4/26/2011 Maryland Gov. Enacts Law to Curb Use of Credit Reports
April 26, 2011
And it’s official. The state of Maryland has joined Hawaii, Washington, Illinois and Oregon by curbing employers use of employment credit reports. Maryland Governor Martin O’Malley signed into law the Maryland Job Applicant Fairness Act on April 12, 2011 which prohibits employers’ use of credit reports in determining suitability for employment. However, there are exceptions for financial institutions as well as those who are regulated or required to do so by state and, or federal law.

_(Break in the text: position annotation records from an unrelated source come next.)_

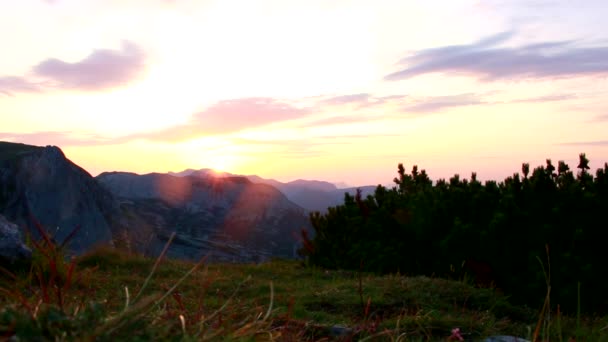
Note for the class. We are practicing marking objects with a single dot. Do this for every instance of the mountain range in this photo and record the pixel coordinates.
(228, 217)
(312, 195)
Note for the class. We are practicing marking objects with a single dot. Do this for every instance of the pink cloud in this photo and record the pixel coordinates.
(229, 116)
(13, 84)
(102, 69)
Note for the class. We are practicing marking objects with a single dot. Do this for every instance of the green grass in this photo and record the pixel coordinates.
(280, 300)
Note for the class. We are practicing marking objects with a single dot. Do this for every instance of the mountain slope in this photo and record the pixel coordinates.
(40, 183)
(312, 195)
(230, 217)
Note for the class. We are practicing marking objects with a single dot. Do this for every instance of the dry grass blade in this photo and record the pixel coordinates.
(158, 260)
(181, 280)
(271, 302)
(207, 319)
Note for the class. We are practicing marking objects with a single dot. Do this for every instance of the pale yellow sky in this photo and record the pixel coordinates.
(340, 91)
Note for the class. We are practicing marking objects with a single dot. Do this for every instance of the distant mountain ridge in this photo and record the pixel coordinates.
(230, 217)
(312, 195)
(233, 217)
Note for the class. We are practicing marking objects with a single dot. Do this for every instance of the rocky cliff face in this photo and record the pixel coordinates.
(229, 217)
(40, 183)
(12, 249)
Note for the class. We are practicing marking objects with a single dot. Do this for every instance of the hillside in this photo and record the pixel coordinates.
(41, 184)
(231, 217)
(280, 301)
(312, 195)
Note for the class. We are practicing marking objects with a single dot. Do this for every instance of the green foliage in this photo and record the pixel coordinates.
(492, 232)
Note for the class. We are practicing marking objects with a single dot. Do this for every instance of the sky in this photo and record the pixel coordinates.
(339, 90)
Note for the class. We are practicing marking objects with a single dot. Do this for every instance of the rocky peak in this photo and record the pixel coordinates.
(40, 183)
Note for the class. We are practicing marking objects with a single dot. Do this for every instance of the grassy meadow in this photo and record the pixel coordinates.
(113, 295)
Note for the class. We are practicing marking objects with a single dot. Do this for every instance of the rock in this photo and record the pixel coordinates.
(40, 183)
(12, 249)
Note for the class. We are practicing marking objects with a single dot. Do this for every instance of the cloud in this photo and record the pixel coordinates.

According to labor and employment attorney, Pam Devata of Seyfarth Shaw, “The Act also provides limited exceptions that allow employers to request or use credit information where such information is related to a ‘bona fide purpose that is substantially job-related.’ The bona fide purpose exception generally applies to those positions involving money-handling or other confidential job duties. For instance, employers may request or use credit information for employees in managerial positions that control or direct part of the business, employees who are provided expense accounts or corporate credit cards, and employees who have access to confidential business information. Notably, where an employer chooses to request or use credit information for a bona fide purpose, it must disclose its intent to do so in writing to the employee or applicant.”
Violators of the law are subject to fines of up to $500 for an initial violation and up to $2,500 for repeat violations.
The law is set to take effect on October 1, 2011. Employers are encouraged to revisit their background screening guidelines to ensure they are in compliance.